Delivery Systems and Methods for Nocapine and Noscapine Derivatives, Useful as Anticancer Agents
Emory University
posted on 07/23/2010
Applications
Can be used for the treatment of neoplastic disease
Summary
A variety of chemotherapeutic agents interact with tubulin, the major protein of mitotic spindles, resulting in mitotic arrest and ultimately cell death in rapidly dividing cells. Athough tubulin-targeting agents are capable of arresting cells in mitotis, these drugs indiscriminantly target both neoplastic and healthy cells resulting in toxic side effects. Thus, there is an urgent need to direct research efforts towards developing more specific chemotherapeutic agents.
The Joshi laboratory has identified noscapiane, an opium alkaloid, which arrests a variety of tumor cells in mitosis. Cough suppression was the only pronounced pharmacologic effect of noscapine known for over thirty years until the Joshi lab demonstrated that noscapine: 1) binds to tubulin and alters its conformation and assembly properties; 2) interferes with microtubule dynamics both in vitro and in living cells; 3) arrests a variety of mammalian cells in mitosis and targets them for apoptosis; and 4) oral administration inhibits the growth of murine thymoma, human breast, bladder, and melanoma tumor cells, and murine and human gliolbastoma cells by inducing polyploidy and apoptosis.

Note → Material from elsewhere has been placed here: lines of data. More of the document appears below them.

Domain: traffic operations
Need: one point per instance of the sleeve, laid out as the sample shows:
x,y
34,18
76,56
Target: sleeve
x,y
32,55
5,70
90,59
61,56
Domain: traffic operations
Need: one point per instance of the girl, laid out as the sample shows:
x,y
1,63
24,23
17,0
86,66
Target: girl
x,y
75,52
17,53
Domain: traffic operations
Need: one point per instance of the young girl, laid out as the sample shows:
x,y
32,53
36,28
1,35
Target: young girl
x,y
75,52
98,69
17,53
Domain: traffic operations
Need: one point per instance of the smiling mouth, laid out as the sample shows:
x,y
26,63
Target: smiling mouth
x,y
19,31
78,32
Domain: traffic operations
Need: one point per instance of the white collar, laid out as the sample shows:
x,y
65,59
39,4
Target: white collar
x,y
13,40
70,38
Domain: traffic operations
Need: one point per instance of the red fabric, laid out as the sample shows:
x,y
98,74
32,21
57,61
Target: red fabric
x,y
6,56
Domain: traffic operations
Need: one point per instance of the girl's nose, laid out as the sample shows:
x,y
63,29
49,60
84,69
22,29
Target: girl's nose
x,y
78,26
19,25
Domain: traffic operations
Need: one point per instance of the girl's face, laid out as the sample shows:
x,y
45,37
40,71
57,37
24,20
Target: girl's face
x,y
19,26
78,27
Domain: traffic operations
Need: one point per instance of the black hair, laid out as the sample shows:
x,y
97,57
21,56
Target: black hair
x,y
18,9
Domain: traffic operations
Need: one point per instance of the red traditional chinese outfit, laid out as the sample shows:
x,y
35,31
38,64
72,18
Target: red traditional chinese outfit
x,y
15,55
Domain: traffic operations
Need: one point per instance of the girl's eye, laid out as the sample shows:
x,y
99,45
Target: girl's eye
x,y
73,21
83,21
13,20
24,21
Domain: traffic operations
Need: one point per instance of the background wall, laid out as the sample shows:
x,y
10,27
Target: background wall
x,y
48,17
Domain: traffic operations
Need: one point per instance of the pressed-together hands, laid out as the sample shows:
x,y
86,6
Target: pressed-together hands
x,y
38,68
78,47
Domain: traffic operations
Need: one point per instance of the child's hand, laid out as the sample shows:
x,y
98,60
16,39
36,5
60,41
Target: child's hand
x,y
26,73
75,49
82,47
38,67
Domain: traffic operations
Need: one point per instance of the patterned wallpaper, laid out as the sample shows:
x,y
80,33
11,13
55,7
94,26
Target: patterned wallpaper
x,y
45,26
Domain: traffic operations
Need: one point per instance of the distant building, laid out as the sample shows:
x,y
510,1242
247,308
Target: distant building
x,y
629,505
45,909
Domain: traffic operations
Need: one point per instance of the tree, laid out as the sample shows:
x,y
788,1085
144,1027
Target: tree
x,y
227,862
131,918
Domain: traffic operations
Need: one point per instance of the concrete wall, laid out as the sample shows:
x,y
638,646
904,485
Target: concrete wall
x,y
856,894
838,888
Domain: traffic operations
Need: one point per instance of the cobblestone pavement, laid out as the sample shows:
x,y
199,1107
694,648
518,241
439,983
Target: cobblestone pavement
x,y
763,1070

In contrast to other microtubule interacting agents such as paclitaxel, nocodazole, and vinblastine, noscapine modifies microtubule dynamics without affecting total tubulin polymer mass in reconstituted systems and without altering the steady-state monomer/polymer equilibrium of microtubule assembly in cells. In addition, noscapine does not appear to cause the toxic side effects associated with other microtubule targeting agents such as alopecia, diarrhea, nausea, and peripheral neuropathy.